As described above, according to the wire bonding apparatus of the present invention, the molten balls can be stably formed without impairing the wire bonding processing time.

[Brief description of drawings]

FIG. 1 is a side view showing an embodiment of a wire bonding apparatus according to the present invention with a part thereof broken away.

FIG. 2 is a perspective view showing a tip portion of the torch rod in FIG.

FIG. 3 is a cross-sectional view showing a discharge state between a torch electrode and a wire.

FIG. 4 is a side view showing a wire bonding apparatus including a conventional fixed torch electrode with a part broken away.

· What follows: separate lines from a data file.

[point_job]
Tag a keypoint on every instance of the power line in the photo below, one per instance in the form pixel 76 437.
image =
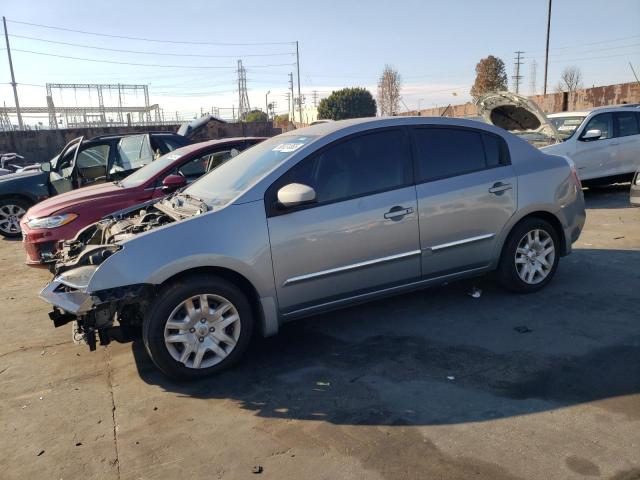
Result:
pixel 181 42
pixel 148 64
pixel 152 53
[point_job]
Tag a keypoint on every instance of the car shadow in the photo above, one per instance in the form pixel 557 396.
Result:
pixel 440 356
pixel 609 196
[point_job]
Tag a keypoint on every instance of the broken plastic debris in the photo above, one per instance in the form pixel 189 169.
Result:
pixel 475 292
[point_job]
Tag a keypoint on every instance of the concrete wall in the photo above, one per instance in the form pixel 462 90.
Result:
pixel 556 102
pixel 41 145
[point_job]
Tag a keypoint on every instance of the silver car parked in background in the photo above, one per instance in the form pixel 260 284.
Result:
pixel 317 219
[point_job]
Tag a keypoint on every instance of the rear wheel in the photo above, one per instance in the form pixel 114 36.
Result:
pixel 530 256
pixel 198 327
pixel 11 211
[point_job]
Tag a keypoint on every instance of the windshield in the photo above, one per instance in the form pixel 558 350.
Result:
pixel 567 126
pixel 151 169
pixel 227 181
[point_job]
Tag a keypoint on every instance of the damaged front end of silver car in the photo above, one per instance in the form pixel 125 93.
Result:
pixel 115 313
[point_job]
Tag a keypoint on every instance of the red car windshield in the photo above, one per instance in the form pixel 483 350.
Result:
pixel 150 170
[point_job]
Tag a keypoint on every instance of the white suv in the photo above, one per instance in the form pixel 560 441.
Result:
pixel 604 143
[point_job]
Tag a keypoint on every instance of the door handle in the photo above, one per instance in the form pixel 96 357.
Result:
pixel 397 212
pixel 500 187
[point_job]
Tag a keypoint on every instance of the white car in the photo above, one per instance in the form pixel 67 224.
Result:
pixel 604 143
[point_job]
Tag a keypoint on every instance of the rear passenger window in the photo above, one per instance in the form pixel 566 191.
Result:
pixel 446 152
pixel 626 124
pixel 358 166
pixel 493 150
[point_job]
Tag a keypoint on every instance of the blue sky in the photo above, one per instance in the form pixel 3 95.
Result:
pixel 435 46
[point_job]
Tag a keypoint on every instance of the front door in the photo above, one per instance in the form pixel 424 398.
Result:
pixel 360 235
pixel 61 177
pixel 466 194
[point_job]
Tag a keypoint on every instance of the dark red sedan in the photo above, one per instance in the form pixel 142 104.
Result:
pixel 62 217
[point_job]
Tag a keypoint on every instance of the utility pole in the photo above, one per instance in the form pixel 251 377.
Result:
pixel 293 102
pixel 533 76
pixel 517 77
pixel 266 103
pixel 13 78
pixel 546 52
pixel 299 94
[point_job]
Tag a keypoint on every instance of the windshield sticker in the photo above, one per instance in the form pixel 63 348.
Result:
pixel 287 147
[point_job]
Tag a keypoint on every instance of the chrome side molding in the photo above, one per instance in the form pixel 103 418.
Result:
pixel 442 246
pixel 353 266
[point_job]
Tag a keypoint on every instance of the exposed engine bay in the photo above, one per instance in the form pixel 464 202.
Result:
pixel 96 242
pixel 117 313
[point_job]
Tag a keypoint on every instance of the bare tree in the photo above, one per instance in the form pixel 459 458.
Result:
pixel 389 91
pixel 491 76
pixel 570 80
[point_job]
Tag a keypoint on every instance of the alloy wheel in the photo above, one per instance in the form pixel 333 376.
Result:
pixel 535 256
pixel 202 331
pixel 10 215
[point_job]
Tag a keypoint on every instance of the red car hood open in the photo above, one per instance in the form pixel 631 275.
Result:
pixel 74 197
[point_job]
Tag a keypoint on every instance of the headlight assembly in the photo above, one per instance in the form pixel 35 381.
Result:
pixel 53 221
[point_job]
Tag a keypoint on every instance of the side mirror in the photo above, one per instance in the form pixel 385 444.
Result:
pixel 173 182
pixel 296 194
pixel 594 134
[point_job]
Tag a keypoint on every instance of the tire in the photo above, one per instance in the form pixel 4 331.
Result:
pixel 517 261
pixel 171 334
pixel 11 211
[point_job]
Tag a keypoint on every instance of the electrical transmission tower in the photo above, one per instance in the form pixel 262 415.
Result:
pixel 533 75
pixel 243 96
pixel 517 77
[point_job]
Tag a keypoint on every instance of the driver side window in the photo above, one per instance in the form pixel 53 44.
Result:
pixel 602 122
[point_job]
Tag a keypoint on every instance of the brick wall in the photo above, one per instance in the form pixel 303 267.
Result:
pixel 41 145
pixel 556 102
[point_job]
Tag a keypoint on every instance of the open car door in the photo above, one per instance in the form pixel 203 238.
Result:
pixel 61 176
pixel 133 152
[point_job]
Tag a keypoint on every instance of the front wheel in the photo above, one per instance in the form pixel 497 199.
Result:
pixel 530 256
pixel 11 211
pixel 197 327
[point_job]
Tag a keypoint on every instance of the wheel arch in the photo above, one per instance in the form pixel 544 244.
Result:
pixel 240 281
pixel 543 215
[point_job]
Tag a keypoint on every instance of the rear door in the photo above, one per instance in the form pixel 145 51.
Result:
pixel 627 134
pixel 467 191
pixel 598 157
pixel 360 235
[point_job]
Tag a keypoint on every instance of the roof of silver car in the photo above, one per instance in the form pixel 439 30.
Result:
pixel 321 129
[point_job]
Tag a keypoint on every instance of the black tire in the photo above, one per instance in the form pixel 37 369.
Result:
pixel 170 297
pixel 507 273
pixel 6 206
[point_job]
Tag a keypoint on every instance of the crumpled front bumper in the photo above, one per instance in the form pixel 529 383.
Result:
pixel 71 301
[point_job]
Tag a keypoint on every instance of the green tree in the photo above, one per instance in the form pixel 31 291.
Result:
pixel 347 103
pixel 256 116
pixel 491 76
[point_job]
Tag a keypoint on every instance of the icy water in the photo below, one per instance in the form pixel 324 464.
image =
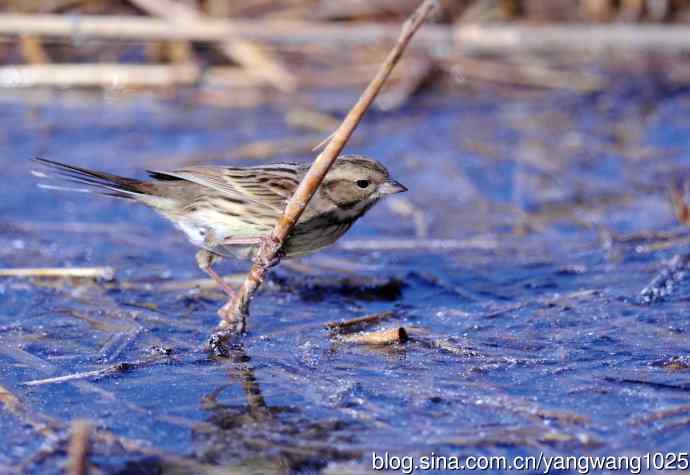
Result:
pixel 536 264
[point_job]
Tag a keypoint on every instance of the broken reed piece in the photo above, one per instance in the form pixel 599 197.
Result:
pixel 105 273
pixel 234 313
pixel 680 206
pixel 387 336
pixel 358 323
pixel 79 446
pixel 263 64
pixel 109 75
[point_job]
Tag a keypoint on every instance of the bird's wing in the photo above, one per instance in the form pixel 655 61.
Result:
pixel 266 186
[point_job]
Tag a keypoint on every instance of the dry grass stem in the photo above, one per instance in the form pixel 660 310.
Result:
pixel 235 313
pixel 387 336
pixel 263 64
pixel 106 273
pixel 359 322
pixel 111 75
pixel 79 446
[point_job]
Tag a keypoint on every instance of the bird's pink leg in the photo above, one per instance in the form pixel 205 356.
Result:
pixel 205 261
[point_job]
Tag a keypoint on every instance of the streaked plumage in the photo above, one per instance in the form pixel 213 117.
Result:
pixel 227 210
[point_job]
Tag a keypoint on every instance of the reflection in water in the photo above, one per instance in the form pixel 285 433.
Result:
pixel 280 437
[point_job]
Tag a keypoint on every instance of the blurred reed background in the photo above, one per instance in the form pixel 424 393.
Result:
pixel 265 48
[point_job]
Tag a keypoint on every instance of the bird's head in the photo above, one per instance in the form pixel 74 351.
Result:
pixel 355 182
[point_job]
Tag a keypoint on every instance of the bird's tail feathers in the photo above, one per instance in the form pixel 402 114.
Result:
pixel 90 180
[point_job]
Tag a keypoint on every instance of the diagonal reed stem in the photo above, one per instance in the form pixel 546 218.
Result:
pixel 235 312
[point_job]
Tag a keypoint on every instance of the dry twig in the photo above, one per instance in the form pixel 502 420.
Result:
pixel 102 74
pixel 234 313
pixel 79 447
pixel 387 336
pixel 106 273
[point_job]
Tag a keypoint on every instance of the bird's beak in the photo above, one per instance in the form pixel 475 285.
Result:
pixel 391 187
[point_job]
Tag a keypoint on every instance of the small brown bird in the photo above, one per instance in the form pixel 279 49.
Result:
pixel 227 211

FIG. 5 is a perspective view showing a conventional movable torch electrode.

[Explanation of symbols]

 1 Semiconductor Pellet 2 Lead Frame 3 Wire 4 Molten Ball 30 Wire Bonding Device 31 Lead Frame Transfer Device 32 XY Table 33 Bonding Arm 34 Bonding Head 35 Capillary 36 Torch Rod 36a Torch Electrode 39 Cover 40 Gas Supply Piping 41 Forming Gas 44 Opening 45 Gas Flow path 47 Forming gas 48 Capillary insertion hole 49 Capillary insertion hole peripheral portion 50 Discharge

Claims (2)

[Claims] 1. A bonding head which is movable in a horizontal direction, a capillary which is provided in the bonding head so as to be able to move up and down through a bonding arm, and through which a wire is inserted, and a capillary which is fixed to the bonding head and inserted into the capillary. A torch rod that causes a forming gas to flow toward the tip of the wire, and a discharge is generated between the tip of the wire and the tip of the wire to form a molten ball at the tip of the wire in the atmosphere of the forming gas. A torch rod having a torch electrode, and a lead frame transfer device, which is disposed below the capillary and transfers and guides a lead frame on which semiconductor pellets are mounted in an atmosphere of forming gas, the bonding head and the capillary. By the operation of
In a wire bonding apparatus for bonding the electrode of the semiconductor pellet and the lead of the lead frame with the wire in an atmosphere of a forming gas of the lead frame carrier, the torch rod is formed in a tubular shape and is internally formed. A flow path for flowing the forming gas is formed, and the torch electrode at the tip of the flow path extends beyond just below the capillary. Furthermore, the torch electrode can be inserted into the capillary just below the capillary. A wire bonding apparatus having a through hole formed therein. 2. The insertion hole formed in the torch electrode,
The wire bonding apparatus according to claim 1, wherein the wire bonding apparatus has a taper shape whose diameter decreases toward the capillary side.